Stream: ‘Smiling Like an Idiot’ – Sorcha Richardson
Singer/songwriter Sorcha Richardson has just dropped her sophomore LP, Smiling Like An Idiot,
and we are too. Coming off a recent support slot on Mitski’s 2022 summer tour, the album also follows a powerful debut release back in 2019. First Prize Bravery spoke of her experiences as a young adult, greeted by critical acclaim from Nylon, The Irish Times, DIY, and yours truly, amongst others. Returning with her second album, the Dublin-born artist shows no signs of slowing down her ascent within the music world.
Smiling Like An Idiot chronicles a journey of self-exploration, uncertainty, and identity. Synths and acoustic guitars ring constantly throughout the record, keeping a balance between organic and electronic. Richardson does this seamlessly, crooning over the sonic landscape with tales of self-discovery and love. Juggling between a full production sound and acoustic room feel, tracks like “525” add sporadic touches of quiet in the whirlwind of songs like “Purgatory” and “Spotlight Television.”
Television lights the room
It’s glowing like a crescent moon
I told you I would be there soon, it’s late
Time is moving kind of slow
But still the weeds and roses grow
And it’s okay if we don’t know our fate
Crossed the line in 525
But was it just a kiss goodbye?
Dublin city’s shutting down
You’ve got your stuff, you’re leaving town
We lay awake, your fingers laced in mine
– “525,” Sorcha Richardson
This project sees Richardson speaking directly to her audience, with an unapologetic vulnerability that pulls you straight into her world; what we find is a sonic haven that encapsulates listeners with boundless production and captivating melodic progressions.
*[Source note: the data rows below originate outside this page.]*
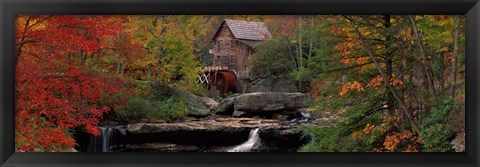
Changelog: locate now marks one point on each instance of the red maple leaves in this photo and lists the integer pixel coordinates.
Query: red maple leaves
(57, 89)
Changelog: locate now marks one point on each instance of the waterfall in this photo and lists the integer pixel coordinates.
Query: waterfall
(111, 139)
(253, 141)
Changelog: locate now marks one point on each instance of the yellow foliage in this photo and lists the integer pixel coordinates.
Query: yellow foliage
(351, 86)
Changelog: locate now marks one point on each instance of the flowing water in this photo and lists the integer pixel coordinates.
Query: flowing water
(252, 142)
(111, 139)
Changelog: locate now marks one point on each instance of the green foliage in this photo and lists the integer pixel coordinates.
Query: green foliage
(434, 133)
(136, 108)
(324, 139)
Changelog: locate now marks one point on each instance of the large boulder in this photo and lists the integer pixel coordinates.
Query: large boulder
(272, 85)
(261, 103)
(195, 106)
(219, 131)
(270, 101)
(226, 106)
(215, 134)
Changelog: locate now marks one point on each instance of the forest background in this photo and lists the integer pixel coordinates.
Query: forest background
(396, 83)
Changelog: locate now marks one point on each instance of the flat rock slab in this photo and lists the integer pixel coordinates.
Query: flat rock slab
(219, 131)
(262, 102)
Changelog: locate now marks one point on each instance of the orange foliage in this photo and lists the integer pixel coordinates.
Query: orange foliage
(351, 86)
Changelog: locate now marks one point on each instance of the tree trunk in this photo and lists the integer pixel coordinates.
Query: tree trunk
(426, 66)
(384, 76)
(389, 62)
(455, 55)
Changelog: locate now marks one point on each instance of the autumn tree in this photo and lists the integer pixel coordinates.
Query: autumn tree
(56, 89)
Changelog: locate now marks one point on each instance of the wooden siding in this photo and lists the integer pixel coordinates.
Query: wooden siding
(228, 51)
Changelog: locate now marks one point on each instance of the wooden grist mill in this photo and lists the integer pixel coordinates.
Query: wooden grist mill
(233, 43)
(218, 78)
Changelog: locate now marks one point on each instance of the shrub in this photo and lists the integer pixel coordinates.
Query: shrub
(434, 133)
(136, 108)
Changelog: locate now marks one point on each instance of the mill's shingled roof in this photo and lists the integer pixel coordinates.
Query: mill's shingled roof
(248, 30)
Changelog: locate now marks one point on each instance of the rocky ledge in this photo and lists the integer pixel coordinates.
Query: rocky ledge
(213, 133)
(262, 103)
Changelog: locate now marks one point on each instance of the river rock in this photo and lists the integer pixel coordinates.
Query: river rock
(162, 147)
(226, 106)
(220, 131)
(195, 106)
(262, 103)
(270, 101)
(272, 85)
(209, 102)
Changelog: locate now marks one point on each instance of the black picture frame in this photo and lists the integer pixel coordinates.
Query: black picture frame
(10, 8)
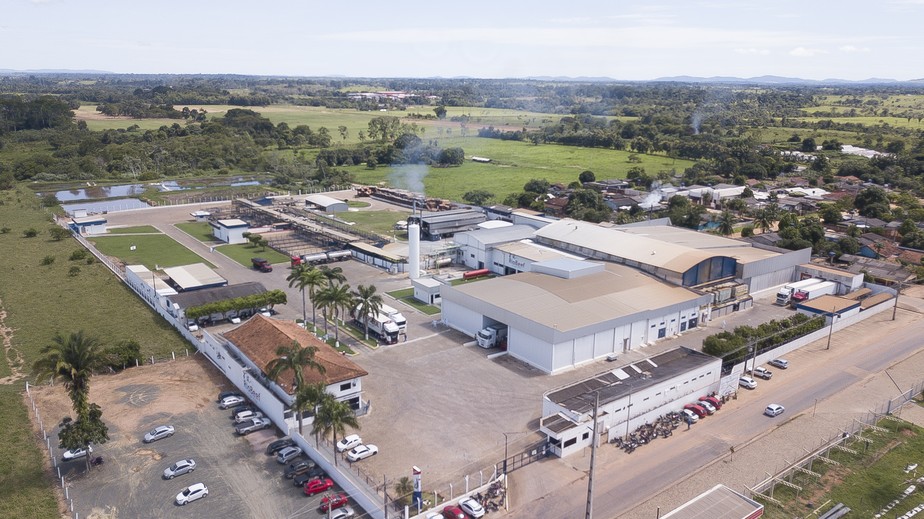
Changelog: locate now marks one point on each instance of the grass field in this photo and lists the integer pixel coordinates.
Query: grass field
(153, 251)
(243, 252)
(201, 231)
(40, 301)
(380, 222)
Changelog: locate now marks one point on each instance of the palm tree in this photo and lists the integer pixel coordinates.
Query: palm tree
(367, 302)
(726, 223)
(308, 398)
(72, 359)
(334, 417)
(334, 299)
(293, 357)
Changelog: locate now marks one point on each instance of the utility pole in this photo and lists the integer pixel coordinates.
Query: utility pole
(588, 512)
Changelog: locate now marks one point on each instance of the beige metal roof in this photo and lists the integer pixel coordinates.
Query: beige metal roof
(639, 248)
(568, 304)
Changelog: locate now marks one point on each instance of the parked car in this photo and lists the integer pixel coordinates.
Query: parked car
(705, 404)
(761, 372)
(361, 452)
(191, 493)
(254, 424)
(779, 363)
(698, 410)
(349, 442)
(244, 416)
(288, 454)
(277, 445)
(179, 468)
(453, 512)
(774, 410)
(342, 513)
(471, 507)
(298, 468)
(316, 486)
(73, 454)
(158, 433)
(712, 400)
(226, 394)
(304, 477)
(231, 401)
(333, 502)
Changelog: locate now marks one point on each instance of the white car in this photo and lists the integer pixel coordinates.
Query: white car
(471, 507)
(179, 468)
(231, 401)
(361, 452)
(774, 410)
(747, 383)
(288, 454)
(349, 442)
(191, 493)
(74, 454)
(158, 433)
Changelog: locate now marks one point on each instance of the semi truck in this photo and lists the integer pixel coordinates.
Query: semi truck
(823, 288)
(261, 264)
(395, 316)
(784, 296)
(381, 326)
(492, 336)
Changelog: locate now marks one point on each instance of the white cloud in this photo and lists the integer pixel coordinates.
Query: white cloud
(804, 52)
(751, 51)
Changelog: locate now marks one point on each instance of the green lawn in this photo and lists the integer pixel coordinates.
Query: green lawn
(141, 229)
(380, 222)
(243, 252)
(201, 231)
(153, 251)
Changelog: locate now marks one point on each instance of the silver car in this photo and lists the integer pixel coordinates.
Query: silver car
(179, 468)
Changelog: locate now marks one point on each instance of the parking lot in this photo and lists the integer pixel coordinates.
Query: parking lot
(242, 480)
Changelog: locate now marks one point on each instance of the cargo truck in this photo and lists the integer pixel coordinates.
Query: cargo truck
(784, 296)
(492, 336)
(823, 288)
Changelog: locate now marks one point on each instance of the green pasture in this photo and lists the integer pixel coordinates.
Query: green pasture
(141, 229)
(201, 231)
(153, 251)
(243, 252)
(25, 486)
(380, 222)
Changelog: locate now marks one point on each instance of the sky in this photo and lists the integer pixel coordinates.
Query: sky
(619, 39)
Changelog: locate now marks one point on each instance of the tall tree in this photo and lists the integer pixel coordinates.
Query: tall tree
(294, 357)
(334, 417)
(367, 302)
(72, 359)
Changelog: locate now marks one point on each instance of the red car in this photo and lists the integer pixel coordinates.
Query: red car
(333, 502)
(698, 409)
(712, 400)
(316, 486)
(453, 512)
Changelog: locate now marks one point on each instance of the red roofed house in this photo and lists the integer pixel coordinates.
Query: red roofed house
(258, 339)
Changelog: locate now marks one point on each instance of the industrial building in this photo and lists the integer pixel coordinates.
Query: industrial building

With credits to Alex Casnoff (Sparks, Dawes, Harriet) on production, Richardson demonstrates her own production capabilities on “525” and “Holiday” (with co-production and engineering from David Curley), and “Jackpot” (with shared production credit from James Vincent McMorrow).
Opening on clean guitars and slide riffs, Richardson sings over slow bluesy arpeggios before bursting into bars of shimmering musicalities. This is “Archie,” and on this guitar-driven drum-rooted ballad, the intriguing titular character beckons, “’If you get a way out, call me when you land, I’ve been making posters, trying to start a band, waiting on the weekend, there’s nothing for me here,’ said ‘don’t you be a stranger, don’t you disappear.’”
The conception of Smiling Like an Idiot began in a time the world was forced into solitude.
Richardson began writing “Jackpot,” “Holiday,” “Good Intentions,” and standalone single “Starlight Lounge” in quick succession – kickstarting the creative process for a sophomore project when Richardson, like many others in the industry, wasn’t able to tour. Turning her living room into an at-home studio, Richardson defines the LP’s creation by solitude and many, many Zoom sessions.
“I had all the time in the world to make my second record,” she says.
The genre-bending Smiling Like an Idiot sees influences from everyone from LCD Soundsystem to Carole King as Richardson expresses her focus on capturing mood in the record, without paying much attention to genre. Richardson describes the cathartics and release she obtained through writing these songs; likewise embracing an inner tension, her subsequent songs often being informed by a nervous “undercurrent of anxiety.”
Indeed, the majority of these songs escape the confines of genre – where “Shark Eyes” feels like late night city nights and dejected disco, “Good Intentions” feels like the outer boundaries of indie rock, shoegaze and electropop.
“[The record] mostly tracks one specific relationship,” Richardson says. “It’s about falling in love with a person and a place, and how those two are interlinked.” The stories in this record highlight the intensity of new love, but also the fear that this could so easily be swept away. “I started to think about things that accompany that intense euphoria. The deep anxiety that can sometimes go with it. That feeling you get when you’re on a rollercoaster, ascending – it’s exhilarating and terrifying. I think fear is a very big part of falling in love.”
The album comes to a close on the title track, a picture postcard of cherished memories, old friends and pulling from her very own Dublin nostalgia. For all of Richardson’s poetry, she croons, “I never knew I could be so happy here,” looking to the future and what’s to come. Where Smiling Like an Idiot defies genre boxes and structures of linear creativity, Richardson’s stories give us the permission to indulge in our creative instincts and to embrace our most deepest reflections in self-discovery.